Indeed, introductory analytics (simple, easy-to-understand descriptive and predictive models) can help plan targeted interventions that cut down on missed care and make the case’s experience better. Frontline power, clear KPI delineations, and regular monitoring linked to unit huddles and performance reviews are each important for sustainability.
| Criteria | Distinguished (4) | Proficient (3) | Basic (2) | Non-Performance (1) |
| Problem Statement & SMART Aim | Clearly defined, measurable, and actionable; directly addresses missed care | Mostly clear and measurable | Vague or partially measurable | Missing or unclear |
| Data Sources & Preparation | Comprehensive, properly cleaned, merged datasets with clear patient cohort | Adequate data sources with minor gaps | Limited or partially prepared data | Not addressed |
| Descriptive & Predictive Analytics | Thorough descriptive analysis and interpretable predictive model; meaningful insights | Descriptive and predictive analysis present but partial | Minimal analytics or unclear insights | Not addressed |
| Visualization & Intervention Design | Effective dashboard and targeted interventions tied to data insights | Dashboard/interventions partially developed | Basic or incomplete visualization/interventions | Not addressed |
| Implementation & PDSA Cycles | Well-structured PDSA cycles with clear metrics and iterative improvements | PDSA cycles present but partially detailed | Minimal PDSA or unclear metrics | Not addressed |
| Evaluation Metrics | Clear process, outcome, and balancing measures; appropriate statistical methods | Metrics present but some missing | Minimal or unclear evaluation | Not addressed |
| Ethics, Privacy & Bias | Thorough discussion of data governance, HIPAA compliance, and bias checks | Partial attention to ethics or bias | Limited ethical/bias discussion | Not addressed |
| Leadership & Reflection | Insightful reflection with personal growth and interdisciplinary collaboration | Adequate reflection with some personal growth | Basic reflection | Not addressed |
| Scholarly Writing & References | Clear, well-organized, APA 7th, relevant references | Minor APA or organization issues | Limited or partially accurate references | Disorganized; missing references |
No.

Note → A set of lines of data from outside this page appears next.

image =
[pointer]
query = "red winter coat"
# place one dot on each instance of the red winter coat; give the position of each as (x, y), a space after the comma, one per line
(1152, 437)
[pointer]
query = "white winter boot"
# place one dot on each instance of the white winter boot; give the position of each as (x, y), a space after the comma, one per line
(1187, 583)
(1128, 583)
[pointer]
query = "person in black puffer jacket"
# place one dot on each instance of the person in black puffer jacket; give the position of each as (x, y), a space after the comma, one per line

Still, use fluently labeled, realistic academic data and explain your hypotheticals and how you would get real data in real life if you couldn’t get to the real data.
Excel is a common choice for introductory cleaning and analysis, Power BI/Tableau for dashboards, and SPSS/R/Python for predictive models. Pick tools that you can explain and back up.
Use logistic retrogression or a decision tree to keep it simple and easy to understand. The focus is on understanding, not on making swish models.
Use run charts and introductory SPC to keep an eye on processes, compare issues ahead and later, and get short qualitative feedback (checks or short interviews) to see how easy it is to use and how many people are using it.
In your paper, talk about data governance and part-predicated access, and make sure to follow HIPAA and your association’s rules.
Follow the rubric, but generally use 3–6 scholarly or authoritative sources, analogous to nursing, informatics, or quality improvement literature.
Talk about possible bias (like not establishing enough for some patient groups) and how to fix it. Verify the fairness of the variables, monitor the model’s effectiveness for various groups, and conduct a mortality-in-the-circle review.